Mirando hacia el futuro
Crecí en el Medio Oeste en una época en la que el país todavía se enorgullecía de tener algo de conciencia, cuando era un lugar todavía construido sobre la esperanza y una creencia generalizada de que un futuro mejor era un derecho de nacimiento potencial de cualquiera. La desigualdad siempre estuvo ahí y siempre hubo gente rica y gente pobre, pero no en las proporciones que vemos ahora en Estados Unidos. Lo que descubrí en mis viajes fue que un lugar tras otro se vaciaba a medida que la riqueza se iba a otra parte y la gente se daba cuenta de que, pese a las probabilidades, la vida probablemente empeoraría, no mejoraría. Para la mayoría de las personas, lo que pasaba por esperanza para el futuro significaba aferrarse a la misma vida plana que tenían ahora.

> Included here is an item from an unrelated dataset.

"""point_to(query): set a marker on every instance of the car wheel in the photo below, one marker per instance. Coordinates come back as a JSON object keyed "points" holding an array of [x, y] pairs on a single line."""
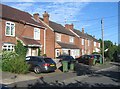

Lo que está sucediendo es bastante fácil de ver para un viajero y de medir para un economista. El ingreso familiar medio en 2012 no era mayor que un cuarto de siglo antes. Mientras tanto, los gastos habían superado la inflación. Las cifras de la Oficina del Censo de Estados Unidos muestran que la brecha de ingresos entre ricos y pobres se había ampliado a un récord de más de cuatro décadas desde los años 1970. Los 46.2 millones de personas que viven en la pobreza siguen siendo la cifra más alta desde que la Oficina del Censo comenzó a recopilar esos datos hace 53 años. La brecha entre la riqueza total que controla el 1 por ciento de los asalariados de Estados Unidos y lo que tenemos el resto de nosotros es incluso más amplia que en los años anteriores a la Gran Depresión de 1929. Discutir sobre números, debatir qué estadísticas son más precisas o simplemente conducir por Estados Unidos. : las líneas de tendencia y los patrones generales, las sombras de nuestro mundo de cambio de régimen, son claras y tristemente claras.
Después de que John Steinbeck escribiera Las uvas de la ira, dijo que estaba lleno de "ciertos enojos hacia las personas que estaban cometiendo injusticias contra otras personas". Yo también sentí ira, aunque es una emoción que no estoy segura de cómo utilizar contra los problemas que enfrentamos.
Mientras me alejaba de Atlantic City, pasé junto a Lucy el Elefante que todavía estaba en su puesto, sin pestañear y en silencio. Ella mira hacia el paseo marítimo, tal vez hacia el propio Estados Unidos, y si pudiera, sin duda se preguntaría adónde nos llevará el camino que tenemos por delante.
Z
Peter Van Buren denunció el despilfarro y la mala gestión del Departamento de Estado durante la reconstrucción iraquí en su primer libro, Teníamos buenas intenciones: cómo ayudé a perder la batalla por los corazones y las mentes del pueblo iraquí. Un habitual de TomDispatch, escribe sobre eventos actuales en su blog, We Meant Well. Su libro Fantasmas de Tom Joad: Una historia del #99Percent acaba de ser publicado. Este artículo apareció en Z Net a través de Tom Dispatch.